As for the Phantom 4 RTK, Boosfield said that while it’s marketed as a mapping and mapping drone, it doesn’t have much in common with the WingtraOne. Unlike WingtraOne, the Phantom 4 RTK is a typical multirotor, meaning it behaves like a helicopter in the air. This difference means that the WingtraOne is capable of the much wider coverage required for most mapping projects, while multirotors such as Phantom 4 RTK cover relatively limited areas.

DJI’s M300 is a large multirotor that Boosfield says is a good drone for inspection, search and rescue and other mid-range applications, but is less efficient than dedicated mapping systems.

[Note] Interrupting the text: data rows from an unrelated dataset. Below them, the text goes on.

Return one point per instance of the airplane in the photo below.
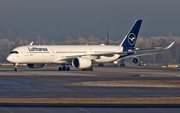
(79, 56)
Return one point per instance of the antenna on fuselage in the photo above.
(107, 38)
(31, 43)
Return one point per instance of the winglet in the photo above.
(169, 46)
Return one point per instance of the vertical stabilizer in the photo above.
(107, 38)
(130, 39)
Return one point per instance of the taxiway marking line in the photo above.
(156, 100)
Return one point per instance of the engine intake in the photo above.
(135, 61)
(34, 66)
(81, 63)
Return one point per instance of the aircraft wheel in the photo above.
(59, 68)
(68, 68)
(64, 68)
(91, 69)
(15, 69)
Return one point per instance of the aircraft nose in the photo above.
(10, 58)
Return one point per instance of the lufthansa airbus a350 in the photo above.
(79, 56)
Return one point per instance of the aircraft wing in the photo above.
(155, 50)
(137, 55)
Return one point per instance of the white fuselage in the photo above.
(59, 53)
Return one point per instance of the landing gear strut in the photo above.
(64, 68)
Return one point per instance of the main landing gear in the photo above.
(88, 69)
(64, 68)
(15, 67)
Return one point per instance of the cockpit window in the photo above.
(15, 52)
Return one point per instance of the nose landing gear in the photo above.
(15, 67)
(64, 68)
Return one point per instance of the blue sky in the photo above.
(80, 18)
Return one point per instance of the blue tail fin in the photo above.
(130, 39)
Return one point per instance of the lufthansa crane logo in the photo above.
(131, 38)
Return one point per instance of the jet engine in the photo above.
(135, 61)
(81, 63)
(34, 66)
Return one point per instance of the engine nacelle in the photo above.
(135, 61)
(34, 66)
(81, 63)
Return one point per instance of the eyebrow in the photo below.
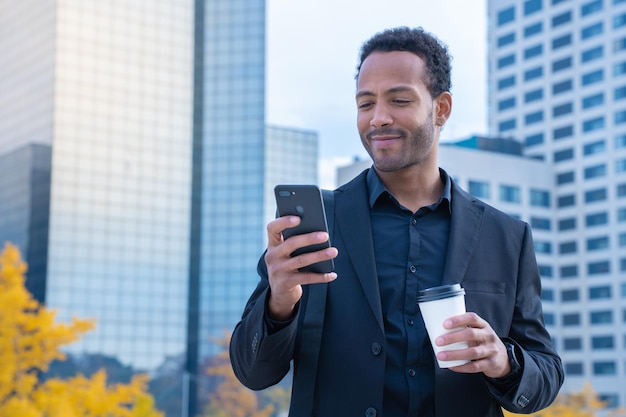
(392, 90)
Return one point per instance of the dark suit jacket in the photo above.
(491, 254)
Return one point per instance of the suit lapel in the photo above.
(352, 208)
(467, 217)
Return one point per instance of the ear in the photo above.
(443, 108)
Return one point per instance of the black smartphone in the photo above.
(304, 201)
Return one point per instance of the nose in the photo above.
(381, 117)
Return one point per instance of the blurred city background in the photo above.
(140, 142)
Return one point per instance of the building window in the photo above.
(619, 69)
(561, 64)
(620, 117)
(591, 7)
(507, 125)
(619, 93)
(619, 21)
(573, 368)
(595, 171)
(510, 194)
(619, 45)
(561, 19)
(506, 82)
(593, 101)
(565, 178)
(562, 109)
(506, 16)
(563, 132)
(535, 117)
(602, 342)
(533, 73)
(601, 317)
(561, 41)
(533, 51)
(535, 139)
(593, 124)
(569, 271)
(597, 219)
(598, 268)
(479, 189)
(620, 165)
(600, 293)
(534, 29)
(505, 61)
(593, 53)
(533, 95)
(593, 77)
(566, 200)
(540, 223)
(572, 343)
(532, 6)
(567, 224)
(507, 39)
(570, 295)
(545, 271)
(568, 247)
(594, 148)
(564, 155)
(539, 198)
(595, 195)
(571, 319)
(506, 103)
(604, 368)
(543, 247)
(598, 243)
(561, 87)
(592, 30)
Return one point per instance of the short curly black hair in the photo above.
(421, 43)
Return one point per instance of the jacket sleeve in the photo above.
(542, 371)
(261, 358)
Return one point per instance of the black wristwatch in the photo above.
(513, 360)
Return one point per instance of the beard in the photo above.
(415, 148)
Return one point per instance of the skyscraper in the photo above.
(557, 82)
(135, 172)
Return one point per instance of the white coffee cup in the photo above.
(438, 304)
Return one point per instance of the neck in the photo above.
(414, 188)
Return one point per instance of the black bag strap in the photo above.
(313, 324)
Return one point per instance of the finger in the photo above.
(464, 320)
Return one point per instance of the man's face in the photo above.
(395, 116)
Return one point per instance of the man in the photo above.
(360, 348)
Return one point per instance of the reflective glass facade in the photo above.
(233, 163)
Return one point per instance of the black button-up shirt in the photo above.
(410, 250)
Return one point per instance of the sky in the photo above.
(312, 52)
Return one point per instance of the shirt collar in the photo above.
(376, 188)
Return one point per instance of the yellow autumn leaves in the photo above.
(30, 340)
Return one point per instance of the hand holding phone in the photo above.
(304, 201)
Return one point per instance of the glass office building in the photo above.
(557, 82)
(136, 174)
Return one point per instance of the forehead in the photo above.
(396, 67)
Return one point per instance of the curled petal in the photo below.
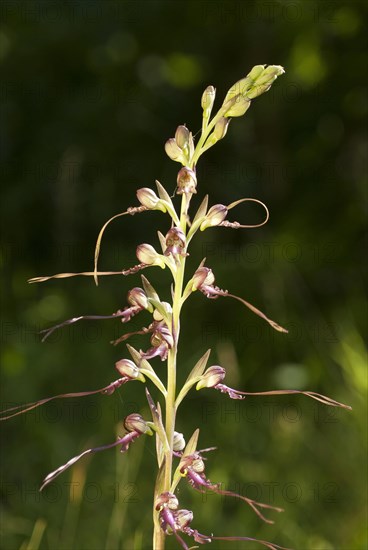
(20, 409)
(237, 225)
(129, 334)
(131, 211)
(66, 275)
(317, 396)
(124, 441)
(252, 503)
(269, 545)
(213, 292)
(128, 313)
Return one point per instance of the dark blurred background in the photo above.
(90, 92)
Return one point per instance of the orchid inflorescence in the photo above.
(164, 329)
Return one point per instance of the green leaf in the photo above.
(190, 448)
(193, 377)
(148, 288)
(202, 210)
(162, 241)
(157, 420)
(161, 309)
(163, 194)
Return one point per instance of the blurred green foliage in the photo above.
(91, 90)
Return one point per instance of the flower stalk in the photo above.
(164, 329)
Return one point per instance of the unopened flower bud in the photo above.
(179, 441)
(136, 423)
(162, 336)
(212, 376)
(208, 99)
(221, 127)
(182, 137)
(214, 216)
(203, 276)
(175, 241)
(264, 81)
(183, 518)
(137, 297)
(146, 254)
(158, 316)
(127, 368)
(198, 465)
(173, 151)
(186, 180)
(240, 107)
(148, 198)
(167, 500)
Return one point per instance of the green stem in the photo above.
(205, 133)
(159, 536)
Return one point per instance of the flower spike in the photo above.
(135, 428)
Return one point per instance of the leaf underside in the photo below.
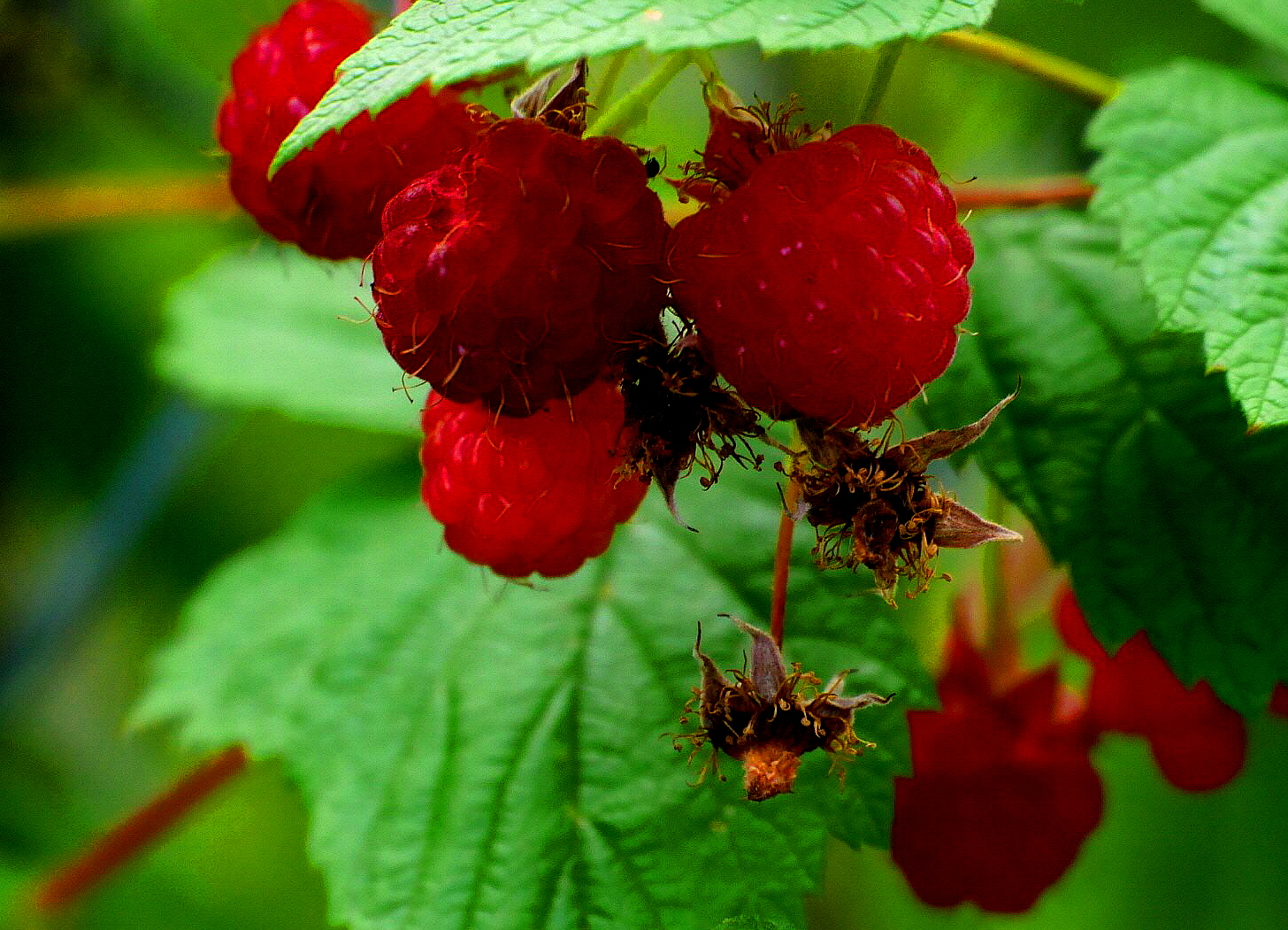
(1264, 19)
(449, 42)
(477, 754)
(1130, 460)
(281, 331)
(1195, 175)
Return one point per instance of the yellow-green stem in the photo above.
(632, 107)
(612, 71)
(886, 58)
(703, 59)
(1001, 638)
(1058, 71)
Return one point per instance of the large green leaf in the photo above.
(1130, 460)
(1195, 174)
(276, 330)
(479, 754)
(448, 42)
(1265, 19)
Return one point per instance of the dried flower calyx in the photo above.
(873, 505)
(740, 138)
(769, 718)
(564, 107)
(683, 416)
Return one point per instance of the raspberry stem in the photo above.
(783, 562)
(1001, 638)
(706, 64)
(886, 59)
(632, 107)
(30, 209)
(124, 842)
(1065, 75)
(612, 71)
(1031, 192)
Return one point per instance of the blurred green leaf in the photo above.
(1195, 173)
(11, 887)
(446, 42)
(479, 754)
(1264, 19)
(1131, 463)
(281, 331)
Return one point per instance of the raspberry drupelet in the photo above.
(516, 276)
(827, 280)
(537, 494)
(327, 198)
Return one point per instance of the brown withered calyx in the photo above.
(769, 718)
(873, 505)
(683, 416)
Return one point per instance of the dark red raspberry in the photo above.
(327, 198)
(1198, 742)
(1002, 792)
(536, 494)
(831, 281)
(516, 276)
(1279, 700)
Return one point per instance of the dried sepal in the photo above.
(873, 505)
(564, 109)
(683, 416)
(768, 718)
(740, 138)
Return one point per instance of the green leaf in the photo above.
(1264, 19)
(281, 331)
(12, 884)
(479, 754)
(449, 42)
(1127, 457)
(1195, 174)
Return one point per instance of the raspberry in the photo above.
(517, 274)
(1198, 742)
(831, 281)
(1002, 792)
(537, 494)
(1279, 700)
(327, 198)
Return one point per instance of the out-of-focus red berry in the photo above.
(1198, 742)
(1002, 792)
(1279, 700)
(327, 198)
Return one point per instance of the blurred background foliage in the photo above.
(118, 495)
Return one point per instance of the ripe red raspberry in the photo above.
(1279, 700)
(327, 198)
(517, 274)
(1198, 742)
(537, 494)
(1002, 792)
(830, 280)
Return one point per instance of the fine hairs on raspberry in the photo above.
(329, 198)
(537, 494)
(828, 280)
(516, 276)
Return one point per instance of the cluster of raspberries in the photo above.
(522, 271)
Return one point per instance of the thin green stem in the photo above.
(1070, 76)
(1001, 638)
(703, 59)
(612, 71)
(886, 58)
(632, 107)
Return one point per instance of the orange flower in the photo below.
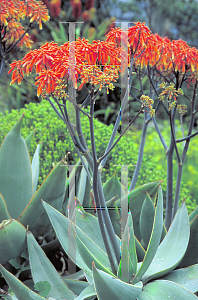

For example, even though it’s bigger than the Phantom 4, it’s still a multirotor that relies solely on big batteries to lift it.

Wingtra is also unrelated to the political issues that DJI is doing in the US market, where it has been blacklisted by the US Department of Defense for alleged ties to the Chinese military.

In a statement on the investment, Dean Donovan of DiamondStream Partners said: “We are very excited about partnering with Wingtra. The product’s simplicity of use, highly reliable engineering, and the company’s global network of resellers and service providers have positioned it to extend its leadership in the more than $83 billion map segment of the global air intelligence market. We look forward to helping the company in the United States and Latin America, which will become increasingly important geographies as Wingtra continues to expand.”